I’ve been hearing how camping is experiencing an upswing again, which got me wondering how it all started. Thanks to Google and a research paper on the American Camp Association’s web site, I learned organized camping got its start in the late 1800s because people were worried about the effect technology was having on their kids and the environment. When the 1920s roared in, people fretted over spectatoritis. That disease, maybe the pre-curser to nature deficit disorder, was thought to be the result of people so oriented towards being spectators; they ceased being active participants in their own lives. Camping was again a suggested cure as it was in the 1970s when anxiety about the environment and children’s sedentary lifestyles sparked a resurgence.

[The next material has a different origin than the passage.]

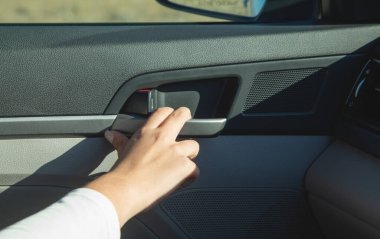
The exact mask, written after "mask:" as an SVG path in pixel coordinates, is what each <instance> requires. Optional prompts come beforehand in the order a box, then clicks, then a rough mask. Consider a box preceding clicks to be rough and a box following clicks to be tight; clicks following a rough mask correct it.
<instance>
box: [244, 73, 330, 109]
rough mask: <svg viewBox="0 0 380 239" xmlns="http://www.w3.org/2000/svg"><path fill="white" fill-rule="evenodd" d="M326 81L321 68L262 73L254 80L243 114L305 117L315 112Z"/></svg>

Here we are today, in the part of the cycle where we’re again worried about our nation’s children, the economy and the environment. As a result, we’re going camping in droves. While there’s nothing new about the need to camp, there are a lot more options now for when, how and where you’ll do it. Mary Burnham, co-author of “Car Camping for Everyone,” breaks it down so your future trips are exactly what you want them to be.
Mary, who has co-authored six books and hundreds of magazine articles on hiking, paddling and camping with her husband Bill, reminds us there are millions of camping options on public and private land. You just have to know what you want. Following is her check list to help you plan your first or next trip.
Where and when to go camping
- Think about what destination you’d like to camp at: lakes, beaches, forests or mountains.
- Consider how far you’re willing to travel. Do you want to treat your peepers to a completely new vista? Or are you searching for rest and relaxation within an hour’s drive of home?
- Who is going on the trip? What interests do they have? Some parks offer planned activities for families while at others you’re on your own to entertain yourself.
- Decide what amenities you need to have. Do you want a secluded site with a picnic table and fire ring? Or do you need a hot shower, cooking grill and water and electrical hookups?
- How much do you want to spend? While camping is a low cost vacation, fees vary depending on whether you’re at a public land campground with few amenities or a private campground with a marina, self-service laundry and recreation room.
-Factor in who you’re going with. Is this a family trip or a large group camp out? That will determine what site or sites you may need.
- Once you’ve selected what scenery you’d like to enjoy over your morning cup of coffee, you can narrow down your final destination to public parks, public lands or private campgrounds.
- National and state parks offer great campgrounds, often with many amenities.
- Public lands such as national forests, wildlife refuges and Bureau of Land Management property offer campgrounds that may have fewer amenities but may be cheaper and less crowded.
- Search for public land campgrounds at:
- Check out your state park agency Web site as well.
- Check out private campgrounds at www.gocampingAmerica.com or www.koa.com
- Read online reviews of prospective campgrounds to see what others thought of their experiences.
- If you want to avoid crowds, pay attention to dates and locations so you don’t end up camping near an event such Bike Week or a NASCAR race. Also, consider going mid-week, when everyone else is at work.
- Finally, wherever and whenever you decide to go, make sure you reserve your site and avoid the disappointment of pulling into a campground that has its no vacancy sign out.
*You can reserve national lands sites up to six months in advance at: <http://www.fs.fed.us/recreation/reservations/nrrs.shtml>
*You can reserve many state park campgrounds up to 11 months in advance at <http://www.reserveamerica.com>
If you want more great camping advice, I recommend checking out Mary’s book. What I love about it is the layout makes it easy to find and absorb the information. It packs a lot of tips in lists and short bullet points under pertinent photos. The chapters are logically organized and specific so you don’t have to read the whole book. Just find the information you want and dig in.